O Ministro da Economia, Paulo Guedes, e o senador Marcio Bittar, conversam com jornalistas em Brasília, Brasil, 5 de outubro de 2020. Foto Ueslei Marcelino
Valor Econômico - Por Cristiano Romero — De Brasília

Nos últimos dias, surgiram informações de que o presidente da Câmara, Arthur Lira (PP-AL), e o ministro Paulo Guedes se desentenderam por causa do impasse criado pela lei orçamentária aprovada no dia 21 de março

A descoberta de que o Congresso aprovou o Orçamento Geral da União (OGU) de 2021 com irregularidades criou um impasse em Brasília, cujo desfecho é imprevisível. A crise envolve os dois ministros mais importantes do governo – Paulo Guedes, da Economia, e Rogério Marinho, do Desenvolvimento Regional – e os principais aliados do presidente Jair Bolsonaro.

A depender do desenlace, o episódio pode ter consequências imediatas na economia e nas eleições de 2022, cujo calendário político vem sendo antecipado devido a três razões: a decisão do Supremo Tribunal Federal (STF) de anular condenações judiciais sofridas pelo ex-presidente Luiz Inácio Lula da Silva (PT), devolvendo ao petista o direito de se candidatar; o agravamento da pandemia; e o desgaste do governo na gestão da crise sanitária.

Nos últimos dias, surgiram informações de que o presidente da Câmara, Arthur Lira (PP-AL), e o ministro Paulo Guedes se desentenderam por causa do impasse criado pela lei orçamentária aprovada no dia 21 de março.

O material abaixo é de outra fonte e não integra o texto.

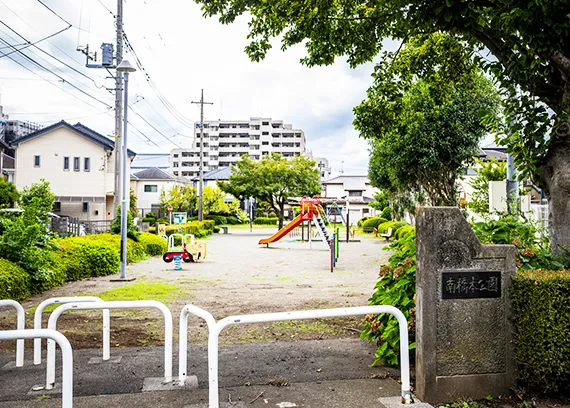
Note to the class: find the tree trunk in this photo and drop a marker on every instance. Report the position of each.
(555, 178)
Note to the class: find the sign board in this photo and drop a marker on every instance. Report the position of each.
(179, 218)
(470, 285)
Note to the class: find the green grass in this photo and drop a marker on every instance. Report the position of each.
(147, 290)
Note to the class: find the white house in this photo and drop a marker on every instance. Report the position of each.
(352, 191)
(148, 184)
(79, 164)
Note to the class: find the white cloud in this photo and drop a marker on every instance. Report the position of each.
(184, 52)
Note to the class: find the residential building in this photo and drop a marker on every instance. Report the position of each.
(354, 192)
(79, 164)
(148, 185)
(145, 161)
(225, 141)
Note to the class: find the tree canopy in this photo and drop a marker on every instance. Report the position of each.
(273, 179)
(423, 117)
(525, 44)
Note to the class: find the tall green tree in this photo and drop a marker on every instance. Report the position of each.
(425, 127)
(273, 179)
(492, 170)
(528, 43)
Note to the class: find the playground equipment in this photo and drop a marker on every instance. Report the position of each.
(188, 250)
(66, 352)
(20, 326)
(61, 301)
(310, 211)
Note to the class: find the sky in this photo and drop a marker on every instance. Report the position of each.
(182, 52)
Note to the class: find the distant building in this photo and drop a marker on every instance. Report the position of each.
(78, 162)
(145, 161)
(148, 184)
(225, 141)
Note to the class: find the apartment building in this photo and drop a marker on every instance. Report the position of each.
(225, 141)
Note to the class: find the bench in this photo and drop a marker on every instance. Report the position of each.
(388, 234)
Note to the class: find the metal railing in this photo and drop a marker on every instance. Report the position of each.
(127, 304)
(65, 300)
(20, 325)
(66, 352)
(213, 339)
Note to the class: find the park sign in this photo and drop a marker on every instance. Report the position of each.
(464, 326)
(179, 218)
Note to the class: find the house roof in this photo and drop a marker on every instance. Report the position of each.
(153, 174)
(222, 173)
(80, 129)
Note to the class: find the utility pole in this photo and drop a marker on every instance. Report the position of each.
(118, 106)
(201, 184)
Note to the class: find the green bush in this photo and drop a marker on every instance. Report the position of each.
(397, 287)
(84, 257)
(541, 309)
(218, 219)
(266, 221)
(373, 222)
(153, 244)
(15, 282)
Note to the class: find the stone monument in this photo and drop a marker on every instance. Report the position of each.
(464, 328)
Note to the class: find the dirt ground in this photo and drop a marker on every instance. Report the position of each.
(238, 276)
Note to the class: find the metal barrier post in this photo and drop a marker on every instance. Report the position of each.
(20, 325)
(66, 352)
(213, 340)
(131, 304)
(64, 300)
(183, 344)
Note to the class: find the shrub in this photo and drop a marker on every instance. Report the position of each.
(84, 257)
(218, 219)
(153, 244)
(542, 314)
(266, 221)
(14, 281)
(373, 222)
(396, 287)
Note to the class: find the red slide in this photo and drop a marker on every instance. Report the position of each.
(283, 231)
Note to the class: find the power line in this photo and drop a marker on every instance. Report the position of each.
(53, 73)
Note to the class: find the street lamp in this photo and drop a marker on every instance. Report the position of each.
(126, 68)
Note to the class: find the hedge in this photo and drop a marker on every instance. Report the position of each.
(15, 282)
(266, 221)
(541, 310)
(373, 222)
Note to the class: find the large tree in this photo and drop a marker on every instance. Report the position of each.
(423, 117)
(528, 42)
(274, 179)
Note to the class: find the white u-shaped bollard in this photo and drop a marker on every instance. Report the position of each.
(66, 352)
(21, 323)
(183, 343)
(64, 300)
(130, 304)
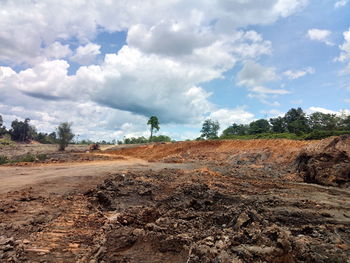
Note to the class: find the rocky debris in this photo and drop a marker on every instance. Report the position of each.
(185, 219)
(10, 249)
(326, 163)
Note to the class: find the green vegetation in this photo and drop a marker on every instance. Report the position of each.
(28, 158)
(140, 140)
(210, 129)
(6, 140)
(65, 135)
(3, 159)
(154, 123)
(295, 125)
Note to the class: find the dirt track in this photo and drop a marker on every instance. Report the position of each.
(204, 202)
(65, 177)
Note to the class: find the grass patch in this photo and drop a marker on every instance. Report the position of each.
(290, 136)
(3, 159)
(6, 141)
(41, 156)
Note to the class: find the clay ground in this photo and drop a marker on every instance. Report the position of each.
(220, 201)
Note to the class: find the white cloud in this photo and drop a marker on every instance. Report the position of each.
(320, 35)
(295, 74)
(326, 111)
(23, 33)
(57, 50)
(253, 74)
(272, 113)
(227, 117)
(255, 77)
(173, 47)
(340, 3)
(86, 55)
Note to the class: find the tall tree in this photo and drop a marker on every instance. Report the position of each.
(210, 129)
(154, 125)
(236, 129)
(278, 125)
(259, 126)
(22, 131)
(65, 135)
(324, 121)
(2, 128)
(296, 121)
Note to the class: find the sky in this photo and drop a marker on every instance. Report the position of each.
(107, 66)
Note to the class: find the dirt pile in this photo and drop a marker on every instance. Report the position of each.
(219, 152)
(327, 162)
(205, 216)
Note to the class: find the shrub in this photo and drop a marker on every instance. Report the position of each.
(318, 135)
(3, 159)
(41, 157)
(26, 158)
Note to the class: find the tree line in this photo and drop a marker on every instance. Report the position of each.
(23, 131)
(294, 124)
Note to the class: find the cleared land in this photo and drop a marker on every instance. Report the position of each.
(211, 201)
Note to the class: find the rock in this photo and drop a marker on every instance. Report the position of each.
(326, 162)
(241, 220)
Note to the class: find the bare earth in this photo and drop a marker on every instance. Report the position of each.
(233, 201)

A contenda, segundo apurou o Valor, é parcialmente verdadeira, mas vai além disso.

Desde que assumiu o comando da Câmara, Lira estabeleceu excelente e produtiva relação com Guedes. Os dois têm em comum o interesse, raro na política brasileira, de aprovar a agenda liberal que tramita no parlamento. Na capital da República, projetos considerados impopulares só andam no Congresso sob duas condições: quando há vontade política do presidente eleito, isto é, comprometimento real com as propostas enviadas ao Poder Legislativo, e capital político, que todo chefe do Executivo possui ao chegar ao Palácio do Planalto.

No primeiro ano de mandato, Bolsonaro teve capital político para aprovar a mais impopular das reformas: a da Previdência, que mexeu em direitos dos trabalhadores e funcionários públicos. Devido a embates com aliados e a sociedade civil e ao negacionismo que devota à pandemia que, até o dia 1º de abril, provocou a morte de 331.530 pessoas no Brasil, segundo dados do consórcio de veículos de imprensa, o presidente já perdeu grande parte de seu capital político.

No caso da atual legislatura (2021-2022), o apoio dúbio de Bolsonaro à agenda liberal vem sendo compensado justamente pela aliança estratégica firmada entre Lira e Guedes, apoiada, também, por um personagem da política desconhecido até dois meses atrás, mas que começa a despontar como uma liderança importante no cenário nacional – o presidente do Senado, Rodrigo Pacheco (DEM-MG).
Representantes do chamado Centrão, Lira e Pacheco foram eleitos presidentes das duas Casas do parlamento com apoio de Bolsonaro. Apesar disso, ambos têm estabelecido distância “regulamentar” do Palácio do Planalto. Lira é o principal interlocutor político do presidente, que, embora tenha vencido o pleito de 2018 filiado o PSL, hoje está sem partido.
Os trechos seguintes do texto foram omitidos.